Simple ways to save on property repairs

Your home is your sanctuary. And keeping it in good condition can save you money.

Woman using sandpaper on some wood

Taking care of your home doesn’t have to be a chore. A few checks and touch ups through the year could save you money in the long run.

1. Prevention rather than cure

It’s the dampest room in the house, so it’s unsurprising that most of us will have to tackle mould issues in the bathroom. By keeping on top of your grout and sealants, you can focus on prevention rather than cure – which is far cheaper. Cleaning tile grout and around sealants helps to keep it in check. Plus, with regular attention you’re more likely to spot anything out of the ordinary, like cracks or leaks, in good time.

2. Tackling mould and damp

If you do find mould, it can usually be removed with household cleaning products designed to get rid of fungus. Mould is caused by excess damp, so try and use an extractor fan or leave the window open to get good air circulation and help the room dry out.
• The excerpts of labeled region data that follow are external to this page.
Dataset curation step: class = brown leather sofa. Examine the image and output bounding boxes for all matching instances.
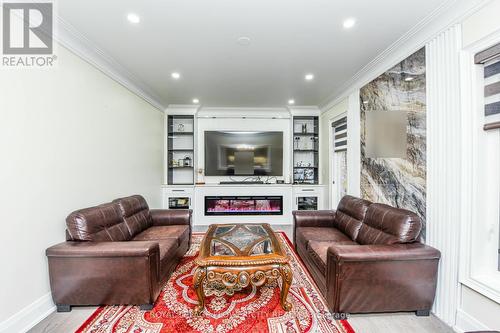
[46,195,192,312]
[293,196,441,315]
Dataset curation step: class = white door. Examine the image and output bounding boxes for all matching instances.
[329,115,347,208]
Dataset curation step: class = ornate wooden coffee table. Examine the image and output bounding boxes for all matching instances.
[193,223,293,314]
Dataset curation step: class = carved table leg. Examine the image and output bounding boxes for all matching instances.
[193,267,207,315]
[280,264,293,311]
Airing rooms helps to prevent damp problems. But if you’re cleaning and airing regularly and you find there’s an area that is always damp, or it keeps coming back, it could be that you have a leak. Don’t worry. It’s better to spot this early. Check your home insurance policy, as it may cover repairs.

3. Window maintenance

Windows are expensive to replace. But you can help give them a long and healthy life. If you have wooden window frames, a lick of paint goes a long way. Repaint them once a year to keep wood rot at bay. Simply cleaning the glass regularly also helps keep wooden frames in good condition.

4. Forgotten areas

Give your loft a quick check before the winter months – that way if anything that needs fixing you can get it sorted before the weather get colder and wetter. Look for:

  • Tears to the roof lining
  • Rot or decay in timbers
  • Crack in the water pipes or tank
  • Signs of wasps nests or vermin 
  • Insulation that is at least 250mm thick, as this could save you money on energy bills.

5. Uninvited guests

Are you sharing your house with uninvited residents? Pests may be small but they can damage your property if left to their own devices. Tell-tale signs of mice or rats are droppings and gnawed furniture and/or wiring. Moths will make themselves known by taking small bites out of your clothes, especially if you have natural fibres such as wool, silk and cotton. Small holes in your floorboards could be a sign of woodworm. 
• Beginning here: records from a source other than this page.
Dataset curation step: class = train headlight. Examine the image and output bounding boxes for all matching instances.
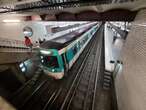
[40,50,51,55]
[41,60,44,63]
[19,63,24,68]
[52,69,55,72]
[21,67,26,72]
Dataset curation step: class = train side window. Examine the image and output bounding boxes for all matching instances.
[72,45,78,55]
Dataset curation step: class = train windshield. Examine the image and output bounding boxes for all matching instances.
[41,56,59,68]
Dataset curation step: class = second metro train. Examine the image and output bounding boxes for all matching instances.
[39,22,100,79]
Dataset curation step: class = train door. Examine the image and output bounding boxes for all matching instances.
[61,53,69,76]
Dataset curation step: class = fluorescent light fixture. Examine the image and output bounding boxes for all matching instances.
[40,50,51,54]
[3,19,20,23]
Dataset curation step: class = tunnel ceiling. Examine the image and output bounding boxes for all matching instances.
[0,0,146,21]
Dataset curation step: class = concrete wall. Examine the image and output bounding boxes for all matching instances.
[0,22,46,41]
[115,9,146,110]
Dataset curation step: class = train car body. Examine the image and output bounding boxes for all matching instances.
[40,23,99,79]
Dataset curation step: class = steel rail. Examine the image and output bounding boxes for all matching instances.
[60,30,96,110]
[18,80,47,109]
[91,30,103,110]
[67,30,99,110]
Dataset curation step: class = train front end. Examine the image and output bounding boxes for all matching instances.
[39,49,64,79]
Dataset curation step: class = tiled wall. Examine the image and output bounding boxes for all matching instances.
[115,9,146,110]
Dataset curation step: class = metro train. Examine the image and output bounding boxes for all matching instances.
[39,22,100,79]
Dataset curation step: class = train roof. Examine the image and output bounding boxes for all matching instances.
[40,23,96,50]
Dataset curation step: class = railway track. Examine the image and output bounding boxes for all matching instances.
[9,25,102,110]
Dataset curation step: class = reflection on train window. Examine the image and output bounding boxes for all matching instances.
[42,56,59,68]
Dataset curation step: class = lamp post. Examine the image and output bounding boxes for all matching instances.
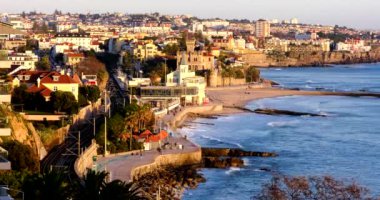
[164,58,168,85]
[1,187,25,200]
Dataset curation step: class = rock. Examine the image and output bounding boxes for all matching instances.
[203,157,244,169]
[202,147,277,157]
[253,109,326,117]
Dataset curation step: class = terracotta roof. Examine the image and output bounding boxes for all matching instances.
[67,53,84,58]
[41,72,79,84]
[0,22,25,35]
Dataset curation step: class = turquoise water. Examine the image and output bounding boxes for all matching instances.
[182,65,380,200]
[261,64,380,92]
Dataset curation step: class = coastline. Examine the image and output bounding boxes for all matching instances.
[168,85,380,130]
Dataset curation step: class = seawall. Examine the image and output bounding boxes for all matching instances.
[168,104,223,128]
[131,148,202,181]
[74,140,97,178]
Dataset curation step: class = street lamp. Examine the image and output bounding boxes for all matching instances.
[164,58,168,85]
[1,187,25,200]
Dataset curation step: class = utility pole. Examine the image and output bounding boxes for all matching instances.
[104,91,107,157]
[93,116,96,137]
[78,131,80,157]
[164,58,168,86]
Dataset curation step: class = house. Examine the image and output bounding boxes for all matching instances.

As soon as you spot the signs, call a professional in to assess and offer a solution. It’s always worth checking your home and contents insurance to see if you’re covered for pest clauses.

6. Get back to nature

A garden that is well loved can add value to your property if you’re selling. Not only that, but tending to your outside space could save you time and money on more serious structural damage.

  • Give your shrubs some space. Shrub and tree roots can damage drainage pipes and even cause subsistence if they are too close to the walls of your house.
  • Check for large tree roots. Large trees have large roots, and these can be a problem for your foundations.
  • Cut back wall climbers and creepers. Plants growing on your house look idyllic, but it’s important to keep them in check. Over time they can cause damp and damage the structure of the house.
  • Introduce a wild area. If you have the space, allow part of the garden to grow wild flowers. A wild area will invite more bees and help your garden become part of the eco system.